Dans le contexte des débats sur la réforme de l’Etat, le CNE obtient finalement par la loi du 19 mars 1936 un statut législatif qui le modifie en profondeur. Coexiste dorénavant une assemblée générale de 173 membres et 20 puis 25 sections professionnelles regroupant 200 puis 250 membres. La rupture politique du Front populaire et le vote des lois sociales à l’été 1936 accorde un nouveau rôle au CNE. En plus de ces travaux d’expertise sur les grandes questions économiques (le chômage, le crédit, l’organisation des marchés agricoles), l’institution est un élément du processus de mise en application des lois sur la semaine de quarante heures et sur l’extension obligatoire des conventions collectives. Le CNE reste une institution consultative mais son activité est alors essentielle dans l’élaboration du nouveau droit social français.

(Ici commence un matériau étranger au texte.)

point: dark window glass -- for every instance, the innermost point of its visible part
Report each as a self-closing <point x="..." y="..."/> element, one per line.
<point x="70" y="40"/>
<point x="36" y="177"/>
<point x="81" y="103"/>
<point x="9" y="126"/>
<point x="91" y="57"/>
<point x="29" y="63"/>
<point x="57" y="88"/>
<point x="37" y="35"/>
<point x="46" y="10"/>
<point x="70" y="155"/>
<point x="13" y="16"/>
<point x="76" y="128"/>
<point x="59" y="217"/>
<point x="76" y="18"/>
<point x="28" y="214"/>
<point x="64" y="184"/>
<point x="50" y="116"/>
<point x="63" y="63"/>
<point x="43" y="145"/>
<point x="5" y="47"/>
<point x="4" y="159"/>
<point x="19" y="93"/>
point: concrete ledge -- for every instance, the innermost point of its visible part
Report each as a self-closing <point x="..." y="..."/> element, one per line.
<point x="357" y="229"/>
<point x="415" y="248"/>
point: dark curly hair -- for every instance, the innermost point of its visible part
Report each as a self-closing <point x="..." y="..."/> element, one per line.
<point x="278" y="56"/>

Modifié après l’entrée en guerre, le CNE est purement et simplement supprimé par le gouvernement du maréchal Pétain qui promeut des solutions corporatistes opposées à la culture républicaine incarnée par cette institution.

Le Conseil économique (1946-1959)

A la Libération, les mouvements de résistance sont unanimes à appeler de leurs vœux une refondation de la démocratie sociale et le Conseil économique (CE) connaît une consécration par son inscription dans la constitution. Les difficultés politiques entourant la naissance de la constitution de la IVe République compliquent cependant les choses.

Finalement l’article 25 de la constitution du 13 octobre 1946 prévoit la création du CE, institution chargée d’examiner les projets et propositions de loi de sa compétence. Avec 164 membres, la composition du CE a été organisée pour laisser une large place aux syndicats de travailleurs. Dans le contexte socialement sensible de ces années, la composition est modifiée en 1951 pour tenir compte des changements du paysage syndical, et le nombre de sièges est réduit à 148. Quelques personnalités représentant la « pensée française » sont nommées par le gouvernement. Le CE élit à sa présidence Léon Jouhaux, dirigeant de la CGT puis de la CGT-FO, qui avait été le promoteur de l’institution dans les années 1920. Un autre élément de continuité est lié au fait que le Conseil conserve son installation dans une partie des bâtiments du Palais-Royal. Le Conseil travaille alors selon un modèle proche du fonctionnement des deux autres assemblées.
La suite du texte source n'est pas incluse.